Chapter Index





    Ch.291Work Record No. 041 – What I Don’t Want to Refuse (4)

    “Ah, yes. This is Pavilidie Leon from Farmers Co. Wasteland Restoration Research Institute. Who is… Oh! Of course I remember you. It was the most spectacular experience a wasteland restoration researcher could have!”

    Farmers Co. researcher PD Leon received a communication request from someone. Remembering the fear he had briefly felt, and the time he couldn’t give up despite that fear, he answered cheerfully.

    He requested something again. His voice was gentle, more like a favor than a demand, but PD felt it somehow like a company directive. He could choose not to follow it, but it made him want to comply.

    “Of course I can share wasteland restoration samples with you. Actually, if an individual buys and spreads them, it’s not even the company’s responsibility, so there are fewer people who would object. Oh, and since then, we’ve made improvement after improvement…”

    Improvement after improvement had made it possible to effectively convert surrounding organic matter into nutrients. Even if most of the seeds spread in large quantities died, the rest could survive by using them as nutrients.

    Of course… the fact that it could break down any organic matter meant that even if a person died among those flowers, they would bloom luxuriantly on the corpse. That’s why the project name was Blood Sucker.

    Originally, it was designed to directly use the enormous amount of organic waste produced by MediTechs as fertilizer, but that enormous amount of organic waste was essentially corpses, so it couldn’t be helped.

    Still, the person who contacted PD really liked that characteristic. His voice was friendly. The communication ends with a suggestion to have a meal together at the Farmers Co. cafeteria sometime. The goods will be delivered.
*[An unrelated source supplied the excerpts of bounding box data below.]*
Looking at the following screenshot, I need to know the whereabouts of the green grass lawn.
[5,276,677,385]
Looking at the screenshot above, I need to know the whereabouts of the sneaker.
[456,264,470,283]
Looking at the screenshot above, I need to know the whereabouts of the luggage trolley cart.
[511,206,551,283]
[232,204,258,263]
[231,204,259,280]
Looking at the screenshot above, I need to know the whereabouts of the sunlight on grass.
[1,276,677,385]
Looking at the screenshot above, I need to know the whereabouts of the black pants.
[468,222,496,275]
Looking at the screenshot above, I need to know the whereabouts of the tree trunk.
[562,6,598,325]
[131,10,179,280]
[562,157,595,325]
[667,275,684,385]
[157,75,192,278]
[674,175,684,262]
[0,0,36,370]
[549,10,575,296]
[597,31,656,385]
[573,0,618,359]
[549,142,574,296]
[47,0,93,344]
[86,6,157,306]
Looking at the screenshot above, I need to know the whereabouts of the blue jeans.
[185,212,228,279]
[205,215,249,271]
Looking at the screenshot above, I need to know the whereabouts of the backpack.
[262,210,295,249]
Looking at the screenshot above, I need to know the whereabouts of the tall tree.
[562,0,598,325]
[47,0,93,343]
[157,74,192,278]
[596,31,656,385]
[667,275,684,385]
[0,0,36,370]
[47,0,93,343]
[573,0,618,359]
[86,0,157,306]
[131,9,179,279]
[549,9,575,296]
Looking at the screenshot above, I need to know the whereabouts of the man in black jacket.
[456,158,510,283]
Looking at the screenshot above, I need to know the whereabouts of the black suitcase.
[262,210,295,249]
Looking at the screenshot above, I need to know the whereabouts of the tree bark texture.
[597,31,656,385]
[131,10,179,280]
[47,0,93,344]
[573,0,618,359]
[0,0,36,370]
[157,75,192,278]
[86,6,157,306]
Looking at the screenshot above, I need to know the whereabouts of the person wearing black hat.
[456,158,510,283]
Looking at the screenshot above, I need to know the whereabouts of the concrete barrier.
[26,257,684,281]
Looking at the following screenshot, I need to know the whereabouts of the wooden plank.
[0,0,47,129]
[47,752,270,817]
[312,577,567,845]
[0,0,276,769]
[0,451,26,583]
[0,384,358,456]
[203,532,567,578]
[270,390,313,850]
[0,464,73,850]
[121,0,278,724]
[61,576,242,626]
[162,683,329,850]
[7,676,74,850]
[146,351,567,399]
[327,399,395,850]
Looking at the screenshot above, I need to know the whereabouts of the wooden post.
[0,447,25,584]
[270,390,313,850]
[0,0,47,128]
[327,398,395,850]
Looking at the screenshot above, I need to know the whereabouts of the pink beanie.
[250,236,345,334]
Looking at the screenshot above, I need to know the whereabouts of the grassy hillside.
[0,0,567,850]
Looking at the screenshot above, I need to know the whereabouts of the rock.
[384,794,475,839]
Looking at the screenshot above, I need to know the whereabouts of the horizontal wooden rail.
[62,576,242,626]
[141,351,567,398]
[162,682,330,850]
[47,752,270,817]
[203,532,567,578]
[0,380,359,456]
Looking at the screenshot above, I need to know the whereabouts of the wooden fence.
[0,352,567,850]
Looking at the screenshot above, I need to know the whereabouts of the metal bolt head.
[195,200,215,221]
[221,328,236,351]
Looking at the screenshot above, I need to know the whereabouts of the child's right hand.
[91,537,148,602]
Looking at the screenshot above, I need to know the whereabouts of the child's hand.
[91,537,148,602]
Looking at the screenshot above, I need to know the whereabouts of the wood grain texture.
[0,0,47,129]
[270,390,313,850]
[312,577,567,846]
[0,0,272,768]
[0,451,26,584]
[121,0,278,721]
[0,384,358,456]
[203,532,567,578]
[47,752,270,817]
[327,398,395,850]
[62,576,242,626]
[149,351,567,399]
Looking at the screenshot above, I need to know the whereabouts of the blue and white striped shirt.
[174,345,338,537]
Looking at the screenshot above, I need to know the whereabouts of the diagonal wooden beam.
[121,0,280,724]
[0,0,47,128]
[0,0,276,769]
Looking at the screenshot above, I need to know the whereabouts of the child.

    Chance could hear someone with whom he was sharing consciousness asking something. His role was to answer. Chance’s partner wanted something unbecoming of someone entrusted with a great mission.

    “Confirmed. I will prepare weather observation drones. I recommend you also contact Miss Mila Joyce. Her weather forecasts during the war were never wrong.”

    Someone teased Chance for no longer calling her Prometheus, and Chance replied that there was simply an agreement. The person could sense a slight curtness in Chance’s manner.

    And after exchanging some more trivial conversation, that person began to spend the remaining month planning how to spend time with his Eve, and then spent that time according to plan.

    But all of this story was unnecessary. Human hearts and human-like stories were unnecessary to a god. What defines a god is what problems they solve, not what they have done.

    From that perspective, the Los Soñadores gang needed a new god. Santa Muerte was a silent deity who solved no problems, a god as indifferent to them as the Mojave Desert.

    When heavy rain falls, small lakes form in the Mojave Desert, and due to soil that cannot retain water, these lakes soon dry up and disappear. It’s not just the lakes.

    Gangs also emerge and die, and scavengers pick at their corpses until they become another gang. In that sense, Los Soñadores looked like a small puddle that would soon disappear.

    At least they had a few working cultivators so they didn’t need to cannibalize people, but two of their three cultivators were broken. It wasn’t a problem since they could get parts.

    But the problem came after that. The gang members who went to Las Vegas to get parts were followed by Strip thugs.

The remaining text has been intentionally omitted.